Una malattia poco conosciuta del cuore è rappresentata dal difetto interatriale. Si tratta del difetto congenito, cioè presente fin dalla nascita, più diffuso. Non sempre dà problemi. Quando è sintomatico, però, richiede quasi sempre un trattamento.

Un buco tra i due atri

Il difetto interatriale (Dia) riguarda, come dice il nome stesso, il setto interatriale, cioè la membrana che separa l’atrio destro da quello sinistro.

In realtà esistono vari tipi di difetto, ma i due più comuni, sono:

Ostium secundum (Os): si tratta di un vero e proprio buco presente nel setto interatriale. A causa di questo foro il sangue passa dall’atrio sinistro a quello destro (in condizioni normali questo non dovrebbe succedere).

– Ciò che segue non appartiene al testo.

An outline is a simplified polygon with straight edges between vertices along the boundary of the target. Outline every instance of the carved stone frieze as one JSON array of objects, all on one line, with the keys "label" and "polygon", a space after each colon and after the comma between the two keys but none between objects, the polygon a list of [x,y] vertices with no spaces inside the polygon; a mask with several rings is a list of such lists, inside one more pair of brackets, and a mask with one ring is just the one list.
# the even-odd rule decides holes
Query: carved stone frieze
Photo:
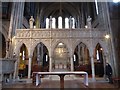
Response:
[{"label": "carved stone frieze", "polygon": [[[75,47],[80,43],[84,43],[88,49],[96,47],[97,43],[105,48],[104,35],[106,31],[103,29],[19,29],[16,32],[16,49],[20,49],[20,45],[24,43],[29,53],[33,53],[38,43],[42,42],[49,52],[53,52],[56,45],[60,42],[64,43],[68,50],[74,53]],[[91,44],[92,40],[92,44]],[[92,45],[92,46],[91,46]]]}]

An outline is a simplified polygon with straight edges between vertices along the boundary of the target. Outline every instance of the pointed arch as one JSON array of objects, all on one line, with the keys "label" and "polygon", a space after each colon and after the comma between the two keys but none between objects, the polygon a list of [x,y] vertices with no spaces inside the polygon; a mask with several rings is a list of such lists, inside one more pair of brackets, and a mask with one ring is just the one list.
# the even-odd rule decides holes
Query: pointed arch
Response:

Forame ovale pervio (Pfo): è il più comune in assoluto, basti pensare che interessa il 27% di tutta la popolazione mondiale. Consiste in una separazione della membrana: in pratica, i foglietti dei quali è composta si separano, lasciando un passaggio. Di conseguenza, il sangue tende a passare dall’atrio destro verso  quello sinistro in determinati momenti o in certe situazioni (colpi di tosse, starnuti, sforzi fisici, manovre decompressive eccetera).

Nei neonati è normale

I neonati possono presentare dei difetti a carico del setto interatriale.

Alcuni presentano una comunicazione di un paio di millimetri di diametro fra i due atri: essa si chiude spontaneamente in qualche settimana.

Altri sviluppano dei veri e propri difetti interatriali: quelli di piccole dimensioni (quattro-cinque millimetri) possono chiudersi spontaneamente in qualche mese.

Un Dia di medie dimensioni, non piccolissimo, deve, di regola, essere chiuso in età prescolare, ma non sempre viene scoperto.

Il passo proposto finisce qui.